Like, ever. I remember being a child and my Grandfather putting on that
song, 'An Apple For The Teacher' on your old record player and telling
me that you and him had written and recorded it, whilst he mimed along
with the salt pot, making me believe this crazy tale. Thinking that you
were responsible for the 'do wops' and him the tale of an infatuated
teacher. I remember the egg box monster/caterpillar hybrid that lived
under the fridge. I remember the brilliant chips that you cooked me,
starting off my love affair with fatty food. I remember the backs of
corn-flakes packets that you saved for me so that I could make castles
and the like out of them. I guess I'm just a twenty-year-old boy
looking back on a pretty magical childhood and a particularly close
bond with my grandmother, but it feels so fresh and so pure. A memory
which is mine and mine only. No-one can get at the part of my brain
where I keep that memory. It's mine forever.

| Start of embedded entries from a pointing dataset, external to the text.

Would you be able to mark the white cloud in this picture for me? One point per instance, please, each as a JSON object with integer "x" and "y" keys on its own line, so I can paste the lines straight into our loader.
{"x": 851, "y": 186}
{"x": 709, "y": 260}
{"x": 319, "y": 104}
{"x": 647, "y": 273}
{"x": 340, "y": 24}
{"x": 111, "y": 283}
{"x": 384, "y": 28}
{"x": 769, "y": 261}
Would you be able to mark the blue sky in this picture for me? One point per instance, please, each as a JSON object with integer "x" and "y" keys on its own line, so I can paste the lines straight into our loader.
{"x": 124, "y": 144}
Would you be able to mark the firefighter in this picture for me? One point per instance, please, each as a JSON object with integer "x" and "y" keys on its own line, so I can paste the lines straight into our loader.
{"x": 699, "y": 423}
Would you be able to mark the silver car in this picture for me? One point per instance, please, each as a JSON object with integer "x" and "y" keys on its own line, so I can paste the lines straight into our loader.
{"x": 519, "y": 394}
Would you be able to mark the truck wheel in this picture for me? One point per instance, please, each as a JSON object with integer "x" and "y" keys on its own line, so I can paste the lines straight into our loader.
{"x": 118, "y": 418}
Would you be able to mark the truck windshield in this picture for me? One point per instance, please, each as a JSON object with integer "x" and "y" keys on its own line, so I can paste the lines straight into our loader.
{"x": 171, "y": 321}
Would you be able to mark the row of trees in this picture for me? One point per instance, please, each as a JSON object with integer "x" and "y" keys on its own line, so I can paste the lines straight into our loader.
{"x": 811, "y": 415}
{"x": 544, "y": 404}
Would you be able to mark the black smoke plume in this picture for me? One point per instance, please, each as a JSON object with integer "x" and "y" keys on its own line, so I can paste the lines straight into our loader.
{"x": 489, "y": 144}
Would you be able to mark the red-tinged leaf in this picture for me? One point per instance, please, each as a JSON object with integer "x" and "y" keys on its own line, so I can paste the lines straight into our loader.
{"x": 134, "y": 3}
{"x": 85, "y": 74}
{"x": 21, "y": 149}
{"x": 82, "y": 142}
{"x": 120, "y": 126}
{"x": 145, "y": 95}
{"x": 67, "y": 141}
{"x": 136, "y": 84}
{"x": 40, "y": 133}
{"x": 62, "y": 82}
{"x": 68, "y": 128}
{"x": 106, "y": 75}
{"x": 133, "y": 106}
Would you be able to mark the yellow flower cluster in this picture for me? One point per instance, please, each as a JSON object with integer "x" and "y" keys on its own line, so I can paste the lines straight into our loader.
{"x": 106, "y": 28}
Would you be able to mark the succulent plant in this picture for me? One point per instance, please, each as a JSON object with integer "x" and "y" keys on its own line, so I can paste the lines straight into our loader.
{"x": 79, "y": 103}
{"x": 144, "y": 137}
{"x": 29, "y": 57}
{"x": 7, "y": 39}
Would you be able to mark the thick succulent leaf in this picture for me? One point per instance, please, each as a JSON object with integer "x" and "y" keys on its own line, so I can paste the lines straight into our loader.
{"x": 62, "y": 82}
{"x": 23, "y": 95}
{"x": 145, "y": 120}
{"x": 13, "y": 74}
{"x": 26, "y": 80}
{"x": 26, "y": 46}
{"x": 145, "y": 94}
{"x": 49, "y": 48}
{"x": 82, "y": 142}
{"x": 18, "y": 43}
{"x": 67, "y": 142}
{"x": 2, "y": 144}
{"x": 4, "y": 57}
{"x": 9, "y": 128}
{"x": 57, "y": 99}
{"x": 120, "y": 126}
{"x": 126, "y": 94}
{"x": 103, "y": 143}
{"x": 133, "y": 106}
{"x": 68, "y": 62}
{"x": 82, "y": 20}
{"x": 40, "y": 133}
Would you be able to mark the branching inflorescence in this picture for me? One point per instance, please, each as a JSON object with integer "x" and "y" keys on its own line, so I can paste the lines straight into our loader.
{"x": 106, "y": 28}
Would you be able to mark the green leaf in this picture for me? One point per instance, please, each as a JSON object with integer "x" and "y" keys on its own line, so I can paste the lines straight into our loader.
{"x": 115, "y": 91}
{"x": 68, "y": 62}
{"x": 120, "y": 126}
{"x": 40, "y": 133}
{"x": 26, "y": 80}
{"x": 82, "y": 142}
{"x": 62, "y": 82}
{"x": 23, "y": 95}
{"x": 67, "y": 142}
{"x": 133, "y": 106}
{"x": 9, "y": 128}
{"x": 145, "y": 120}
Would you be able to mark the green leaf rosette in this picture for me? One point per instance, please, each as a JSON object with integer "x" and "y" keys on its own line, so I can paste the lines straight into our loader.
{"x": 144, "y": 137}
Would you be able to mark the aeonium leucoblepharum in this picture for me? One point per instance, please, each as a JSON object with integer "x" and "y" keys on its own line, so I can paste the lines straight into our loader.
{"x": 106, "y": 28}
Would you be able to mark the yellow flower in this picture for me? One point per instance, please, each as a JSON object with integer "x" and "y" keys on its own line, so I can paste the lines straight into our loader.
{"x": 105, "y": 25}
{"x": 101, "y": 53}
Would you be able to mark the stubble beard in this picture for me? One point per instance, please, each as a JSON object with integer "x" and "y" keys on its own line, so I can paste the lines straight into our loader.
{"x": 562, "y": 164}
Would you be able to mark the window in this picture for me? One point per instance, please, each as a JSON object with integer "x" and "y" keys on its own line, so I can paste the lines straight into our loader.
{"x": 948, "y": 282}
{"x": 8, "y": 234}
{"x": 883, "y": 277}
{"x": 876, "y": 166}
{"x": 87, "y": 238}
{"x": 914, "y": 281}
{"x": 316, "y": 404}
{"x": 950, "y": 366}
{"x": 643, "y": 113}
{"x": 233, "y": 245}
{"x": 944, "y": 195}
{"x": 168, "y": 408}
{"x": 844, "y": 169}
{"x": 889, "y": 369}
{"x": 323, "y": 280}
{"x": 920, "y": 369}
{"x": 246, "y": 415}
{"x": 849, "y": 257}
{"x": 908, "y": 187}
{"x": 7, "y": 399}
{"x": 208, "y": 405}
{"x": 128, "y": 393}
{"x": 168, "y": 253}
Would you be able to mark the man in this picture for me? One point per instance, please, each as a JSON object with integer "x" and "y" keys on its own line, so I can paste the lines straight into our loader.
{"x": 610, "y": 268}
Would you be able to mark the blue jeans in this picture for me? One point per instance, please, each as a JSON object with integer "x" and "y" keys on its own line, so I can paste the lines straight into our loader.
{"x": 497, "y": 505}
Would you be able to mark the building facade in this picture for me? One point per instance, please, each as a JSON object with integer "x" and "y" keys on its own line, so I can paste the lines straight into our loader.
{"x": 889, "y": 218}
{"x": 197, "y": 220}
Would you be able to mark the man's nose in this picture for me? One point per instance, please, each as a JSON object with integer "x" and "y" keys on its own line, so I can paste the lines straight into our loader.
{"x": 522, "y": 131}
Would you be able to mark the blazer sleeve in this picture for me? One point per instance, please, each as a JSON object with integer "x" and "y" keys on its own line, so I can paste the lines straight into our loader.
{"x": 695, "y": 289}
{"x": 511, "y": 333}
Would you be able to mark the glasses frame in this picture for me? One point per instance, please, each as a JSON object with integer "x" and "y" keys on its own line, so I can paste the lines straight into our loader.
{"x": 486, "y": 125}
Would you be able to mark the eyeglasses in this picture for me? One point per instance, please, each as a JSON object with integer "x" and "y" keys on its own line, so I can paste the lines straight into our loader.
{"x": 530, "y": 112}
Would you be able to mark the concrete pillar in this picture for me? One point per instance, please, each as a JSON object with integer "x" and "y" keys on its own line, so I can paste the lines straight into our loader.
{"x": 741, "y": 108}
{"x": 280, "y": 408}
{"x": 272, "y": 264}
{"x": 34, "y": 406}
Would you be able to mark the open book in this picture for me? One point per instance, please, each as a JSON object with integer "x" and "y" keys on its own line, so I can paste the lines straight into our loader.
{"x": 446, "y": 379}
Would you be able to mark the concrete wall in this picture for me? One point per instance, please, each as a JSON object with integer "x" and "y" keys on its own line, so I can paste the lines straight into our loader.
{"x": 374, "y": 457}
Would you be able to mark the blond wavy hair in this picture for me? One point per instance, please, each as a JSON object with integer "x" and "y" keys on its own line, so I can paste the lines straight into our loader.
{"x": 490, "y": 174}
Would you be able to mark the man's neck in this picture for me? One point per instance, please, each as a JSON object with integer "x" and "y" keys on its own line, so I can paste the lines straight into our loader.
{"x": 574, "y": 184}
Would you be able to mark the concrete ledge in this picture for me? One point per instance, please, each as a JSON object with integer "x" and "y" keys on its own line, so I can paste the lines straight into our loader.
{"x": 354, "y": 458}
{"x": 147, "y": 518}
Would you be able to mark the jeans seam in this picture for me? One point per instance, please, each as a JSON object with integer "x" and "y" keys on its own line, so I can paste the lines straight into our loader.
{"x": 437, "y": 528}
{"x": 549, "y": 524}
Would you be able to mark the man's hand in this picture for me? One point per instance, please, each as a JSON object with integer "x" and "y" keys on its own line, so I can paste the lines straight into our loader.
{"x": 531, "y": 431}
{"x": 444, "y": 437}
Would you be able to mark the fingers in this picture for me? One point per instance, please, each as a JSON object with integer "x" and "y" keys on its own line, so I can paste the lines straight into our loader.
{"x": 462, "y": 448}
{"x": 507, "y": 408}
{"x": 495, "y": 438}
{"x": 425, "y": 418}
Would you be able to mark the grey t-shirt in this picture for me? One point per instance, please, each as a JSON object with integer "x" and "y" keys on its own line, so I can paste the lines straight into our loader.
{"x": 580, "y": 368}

I sometimes wonder about what happens when a person goes senile. What
happens to the memories that they can't obtain anymore? Where do they
go and how come the doors that lead to those memories are suddenly
blocked off? Its like, and you knew that I didn't believe in heaven or
any of that crap, what happens when you die? Where do you go? Not your
wrinkled old body and your wire wool hair, but YOU. The entity that I
loved so dearly. You can't just disappear into nothing. It defies
logic. I'd like to see you one more time, even if it's only in my
dreams. I'd like to just see you smile when I've done something good,
just one more time.
I couldn't understand who I was the morning after you were gone. I
couldn't understand why I couldn't allow the boy in me out of the
cumbersome teenager that stopped me from embracing the pain and hurt
that I really was feeling. I don't understand why, in the darkest
regions of my heart, I still feel the need to run away from my life and
find the quietest place I can find and just wail, whenever I think of
you. I wanted to write this for you Grandma, just because sometimes I
worry that I don't think of you enough. I wanted you to know why I try
not to think of you. But that I love you, and I miss you.